WMO-Klima-Warnung: Zahlen sind bald erreicht

Neue Klimavorhersagen bewerten die globalen Temperaturen neu
Neue Klimavorhersagen bewerten die globalen Temperaturen neu. © imago/Christian Ohde, Christian Ohde, imago stock&people

Die Weltorganisation für Meteorologie (WMO) warnt: Wir sind kurz davor, die Marke von 1,5 Grad zu überschreiten. Die Durchschnittstemperatur der Erde liegt bereits jetzt schon über 1 Grad über der vorindustriellen Zeit. Die Zeichen sind nicht zu übersehen: Der letzte Fünfjahreszeitraum war der wärmste seit fünf Jahren.

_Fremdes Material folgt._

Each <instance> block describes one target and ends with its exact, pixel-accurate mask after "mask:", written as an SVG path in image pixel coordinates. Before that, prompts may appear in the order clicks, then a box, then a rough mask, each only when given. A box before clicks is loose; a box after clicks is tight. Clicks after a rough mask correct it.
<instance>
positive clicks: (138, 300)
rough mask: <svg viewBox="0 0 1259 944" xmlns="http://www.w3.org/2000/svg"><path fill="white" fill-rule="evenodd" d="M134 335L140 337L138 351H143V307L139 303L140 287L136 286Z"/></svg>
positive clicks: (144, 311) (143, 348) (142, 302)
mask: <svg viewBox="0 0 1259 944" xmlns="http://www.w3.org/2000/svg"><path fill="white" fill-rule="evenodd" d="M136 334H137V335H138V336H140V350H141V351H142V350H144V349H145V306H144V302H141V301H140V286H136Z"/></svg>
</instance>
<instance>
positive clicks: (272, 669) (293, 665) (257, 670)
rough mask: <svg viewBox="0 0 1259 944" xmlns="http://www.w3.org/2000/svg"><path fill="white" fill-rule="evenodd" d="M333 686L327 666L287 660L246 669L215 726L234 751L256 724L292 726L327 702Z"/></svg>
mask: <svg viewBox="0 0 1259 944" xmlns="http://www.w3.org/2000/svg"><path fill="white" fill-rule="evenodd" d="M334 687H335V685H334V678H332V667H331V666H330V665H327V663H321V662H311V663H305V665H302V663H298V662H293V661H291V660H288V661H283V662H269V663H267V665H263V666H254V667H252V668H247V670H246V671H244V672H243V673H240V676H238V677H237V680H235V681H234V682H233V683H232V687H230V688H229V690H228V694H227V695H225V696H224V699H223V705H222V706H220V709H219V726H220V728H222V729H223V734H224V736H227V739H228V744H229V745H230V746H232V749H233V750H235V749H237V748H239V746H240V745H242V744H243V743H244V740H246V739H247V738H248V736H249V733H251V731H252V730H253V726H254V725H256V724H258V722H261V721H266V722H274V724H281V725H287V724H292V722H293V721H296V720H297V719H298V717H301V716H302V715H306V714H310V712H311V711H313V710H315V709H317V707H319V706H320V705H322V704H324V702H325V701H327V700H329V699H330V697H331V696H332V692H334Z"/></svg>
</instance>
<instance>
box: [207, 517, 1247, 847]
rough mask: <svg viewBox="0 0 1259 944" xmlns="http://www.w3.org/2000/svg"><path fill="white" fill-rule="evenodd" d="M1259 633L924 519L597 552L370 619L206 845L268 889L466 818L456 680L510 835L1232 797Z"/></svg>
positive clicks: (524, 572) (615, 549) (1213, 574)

Die Wahrscheinlichkeit liegt bei 20 Prozent

Die jährliche Durchschnittstemperatur der Welt dürfte in den kommenden fünf Jahren (2020-2024) mindestens 1 Grad Celsius über dem vorindustriellen Niveau (1850-1900) liegen. Die Wahrscheinlichkeit liegt bei 20 Prozent, dass laut den neuen Klimavorhersagen der WMO in mindestens einem Jahr die 1,5 Grad überschritten werden.

Wer errechnet diese Daten?

Der Klimaausblick wird jedes Jahr neu bewertet. Dieses Update (Global Annual to Decadal Climate Update unter der Leitung des britischen Met Office) wird von international anerkannten Klimaforscher*innen und den besten Computermodellen führender Klimazentren auf der ganzen Welt erarbeitet.

 Klimaabkommen: die WMO Warnung
Das Pariser Klimaabkommen ist maßgebend für die Begrenzung der globalen Temperaturen. Das vereinbarte Ziel ist: in diesem Jahrhundert die Temperatur deutlich unter 2 Grad Celsius über dem vorindustriellen Niveau zu halten - und Anstrengungen zur Begrenzung zu unternehmen. © imago images/Future Image, Christoph Hardt via www.imago-images.de, www.imago-images.de

Was passiert bis 2024?


  • Fast alle Regionen mit Ausnahme von Teilen der südlichen Ozeane werden wärmer sein als in der jüngeren Vergangenheit.
  • Regionen mit hohen Breitengraden und die Sahelzone werden feuchter sein als in der jüngeren Vergangenheit.
  • Nördliche und östliche Teile Südamerikas werden wahrscheinlich trockener.
  • Druckanomalien des Meeresspiegels deuten darauf hin, dass die nördliche Nordatlantikregion stärkere Westwinde haben könnte, die zu mehr Stürmen in Westeuropa führen könnten.

Covid19 hilft nicht

Die Prognosemodelle berücksichtigen keine Änderungen der Emissionen von Treibhausgasen und Aerosolen infolge der Coronavirus-Sperrung. Laut WMO-Generalsekretär Petteri Taalas hat die industrielle und wirtschaftliche Abkühlung von COVID-19 keine nachhaltige Wirkung für nachhaltige Klimaschutzmaßnahmen. „Aufgrund der sehr langen Lebensdauer von CO2 in der Atmosphäre ist nicht zu erwarten, dass die Auswirkungen des Emissionsrückgangs in diesem Jahr zu einer Verringerung der atmosphärischen CO2-Konzentrationen führen, die zu einem globalen Temperaturanstieg führen “, so der Wissenschaftler.